Cortisol values less than 3 mcg/dL are indicative of Addison’s disease; patients with values in the 3 to 19 mcg/dL require further evaluation before a definitive diagnosis is made. Cortisol values greater than 19 mcg/dL rule out Addison’s disease.
Other tests to determine adrenal insufficiency include the corticotropin-releasing hormone (CHR) stimulation test (Cortrosyn, Amphastar Pharmaceuticals), the insulin tolerance test and the metyrapone test.
Corticotropin sampling, corticotropin provocative testing and CRH provocative testing are options for determining whether the adrenal insufficiency is hypothalamic-mediated or pituitary-mediated.
Initial diagnostic evaluations should also include a work up for adrenal antibodies and TB. Computed tomography (CT) and magnetic resonance imaging (MRI) may be useful in identifying diminished adrenal glands in patients in whom Addison’s disease is autoimmune in nature, or enlarged adrenal glands in patients with an infectious etiology.

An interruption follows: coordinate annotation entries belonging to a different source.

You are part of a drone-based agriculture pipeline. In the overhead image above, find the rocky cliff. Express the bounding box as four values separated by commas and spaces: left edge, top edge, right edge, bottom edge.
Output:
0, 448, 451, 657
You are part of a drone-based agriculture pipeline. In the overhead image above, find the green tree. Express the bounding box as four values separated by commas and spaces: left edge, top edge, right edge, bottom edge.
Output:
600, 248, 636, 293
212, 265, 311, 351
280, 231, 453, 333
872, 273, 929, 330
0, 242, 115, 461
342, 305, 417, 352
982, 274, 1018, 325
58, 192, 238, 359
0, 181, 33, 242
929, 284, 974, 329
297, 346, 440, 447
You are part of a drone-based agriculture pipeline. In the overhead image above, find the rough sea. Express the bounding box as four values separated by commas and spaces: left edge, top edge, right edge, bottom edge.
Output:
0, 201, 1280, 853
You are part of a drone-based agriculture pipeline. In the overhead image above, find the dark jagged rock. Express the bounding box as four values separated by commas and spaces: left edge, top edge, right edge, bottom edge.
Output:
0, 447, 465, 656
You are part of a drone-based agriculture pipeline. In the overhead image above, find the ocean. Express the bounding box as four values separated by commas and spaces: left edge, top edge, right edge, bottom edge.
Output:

CT may reveal calcification in patients with adrenal insufficiency caused by TB. Clinicians can identify adrenal hemorrhages using either CT or MRI.

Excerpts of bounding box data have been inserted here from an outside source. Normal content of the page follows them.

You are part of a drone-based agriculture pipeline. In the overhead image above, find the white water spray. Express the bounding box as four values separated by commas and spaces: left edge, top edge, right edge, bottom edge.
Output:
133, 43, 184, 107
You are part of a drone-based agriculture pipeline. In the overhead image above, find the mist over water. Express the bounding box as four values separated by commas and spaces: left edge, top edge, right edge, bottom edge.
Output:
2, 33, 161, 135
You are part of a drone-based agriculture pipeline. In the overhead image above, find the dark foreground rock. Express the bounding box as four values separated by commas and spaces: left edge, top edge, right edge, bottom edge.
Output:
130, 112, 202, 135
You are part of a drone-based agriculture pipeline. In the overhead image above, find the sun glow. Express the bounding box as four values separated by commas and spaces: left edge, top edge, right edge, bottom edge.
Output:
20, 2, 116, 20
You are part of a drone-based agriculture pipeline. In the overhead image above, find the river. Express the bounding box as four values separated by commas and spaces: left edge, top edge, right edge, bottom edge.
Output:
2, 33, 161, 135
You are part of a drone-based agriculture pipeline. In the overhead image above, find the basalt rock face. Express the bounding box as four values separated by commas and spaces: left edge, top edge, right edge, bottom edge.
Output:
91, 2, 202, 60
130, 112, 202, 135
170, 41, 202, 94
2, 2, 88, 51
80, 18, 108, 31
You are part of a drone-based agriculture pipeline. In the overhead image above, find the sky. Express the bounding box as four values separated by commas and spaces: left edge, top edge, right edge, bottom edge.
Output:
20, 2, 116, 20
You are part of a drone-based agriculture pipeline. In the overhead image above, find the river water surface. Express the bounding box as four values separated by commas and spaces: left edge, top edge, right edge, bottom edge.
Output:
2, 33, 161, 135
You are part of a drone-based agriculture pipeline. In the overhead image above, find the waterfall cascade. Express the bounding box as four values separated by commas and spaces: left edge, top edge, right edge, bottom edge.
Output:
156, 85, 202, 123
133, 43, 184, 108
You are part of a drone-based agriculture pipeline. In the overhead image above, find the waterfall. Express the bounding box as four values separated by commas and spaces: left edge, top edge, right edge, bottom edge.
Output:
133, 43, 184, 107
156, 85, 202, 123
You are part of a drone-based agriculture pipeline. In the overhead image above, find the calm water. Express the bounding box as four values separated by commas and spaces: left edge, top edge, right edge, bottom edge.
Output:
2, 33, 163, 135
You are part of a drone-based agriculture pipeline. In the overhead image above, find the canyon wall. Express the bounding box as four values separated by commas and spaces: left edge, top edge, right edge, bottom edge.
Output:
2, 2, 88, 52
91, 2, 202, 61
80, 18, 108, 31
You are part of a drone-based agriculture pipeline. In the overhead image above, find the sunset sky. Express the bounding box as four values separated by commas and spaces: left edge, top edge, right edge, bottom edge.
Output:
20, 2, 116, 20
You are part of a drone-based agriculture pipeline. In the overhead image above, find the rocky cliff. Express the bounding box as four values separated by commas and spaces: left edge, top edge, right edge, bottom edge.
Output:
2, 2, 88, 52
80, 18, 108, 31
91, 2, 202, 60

The primary goal of treatment for Addison’s disease is adequate glucocorticoid and mineralocorticoid replacement with medications including cortisone, hydrocortisone, fludrocortisone and dexamethasone.
Dosing varies from patient to patient and achieving optimal medication levels can be challenging. Underdosing results in continued adrenal insufficiency and overdosing may cause weight gain, hypertension and osteoporosis.
Patients with hypovolemia and hyponatremia should be treated with intravenous fluid and sodium replacement until stable. Admit those with systemic symptoms to the hospital immediately.
Clinicians should avoid diuretics to prevent excessive sodium loss and pay special attention to potential adverse drug interactions. Also, be sure to advise patients about the potential for salt loss during vigorous exercise.
Depending on the cause of adrenal insufficiency, referral to an endocrinologist, rheumatologist or infectious disease specialist for consultation may be warranted.